Catherine Toledo, Journalist

Written by Catherine Toledo, Journalist. Updated on January 27, 2023.

Brown rice and teff belong to the grains food group, one of the staple food groups for people on a plant-based diet.

Grains and grain products are an affordable source of carbohydrates, as well as essential vitamins and minerals, including B vitamins (such as thiamin, riboflavin, and niacin), iron, and zinc, minerals that are usually harder to get on a plant-based diet.

They also provide a small amount of protein and healthy fats.

However, it is important to note that whole grains are generally a better source of these nutrients than refined grains.

This article will thoroughly compare brown rice and teff and help you learn more about their similarities and differences.

Brown rice

Brown rice (Oryza sativa) is a whole-grain rice that is minimally processed, retaining its nutrient-rich bran and germ layers.

It is a good source of carbohydrates, dietary fibers, vitamins, minerals, and antioxidants.

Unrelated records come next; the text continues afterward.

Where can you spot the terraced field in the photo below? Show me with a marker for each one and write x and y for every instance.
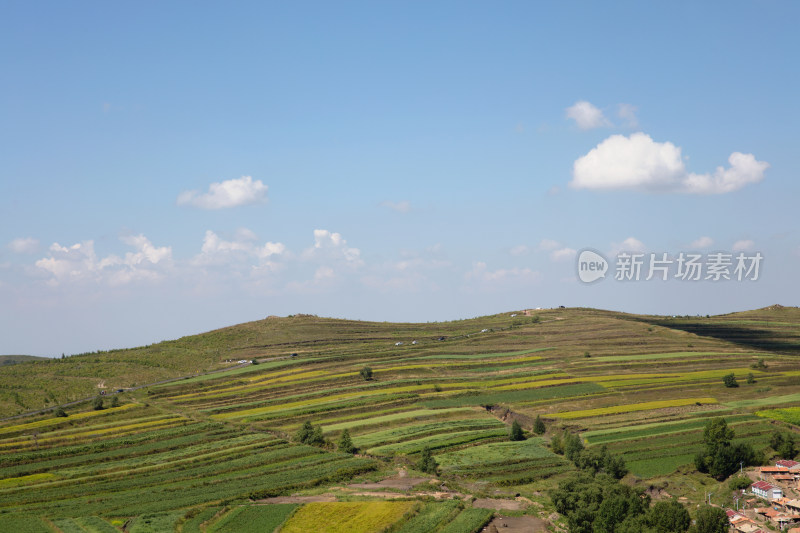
(202, 453)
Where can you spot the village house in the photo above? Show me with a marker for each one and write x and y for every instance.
(766, 490)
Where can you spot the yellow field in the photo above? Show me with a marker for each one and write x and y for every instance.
(60, 420)
(347, 517)
(631, 407)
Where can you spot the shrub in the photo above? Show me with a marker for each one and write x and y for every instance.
(516, 431)
(427, 463)
(538, 426)
(730, 380)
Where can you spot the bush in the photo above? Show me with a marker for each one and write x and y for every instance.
(730, 380)
(538, 426)
(427, 463)
(346, 443)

It is particularly high in vitamins B3, B1, B6, and B9 and minerals like manganese, magnesium, and phosphorus. The high fiber content of brown rice has been linked to improved digestion, weight management, and lower cholesterol levels.

Brown rice is a staple food in many cultures and is often used as a side dish, in soups and stews, and as an ingredient in salads, sushi, and other dishes. It is also considered a functional food, as it has been shown to positively impact health when consumed regularly as part of a balanced diet.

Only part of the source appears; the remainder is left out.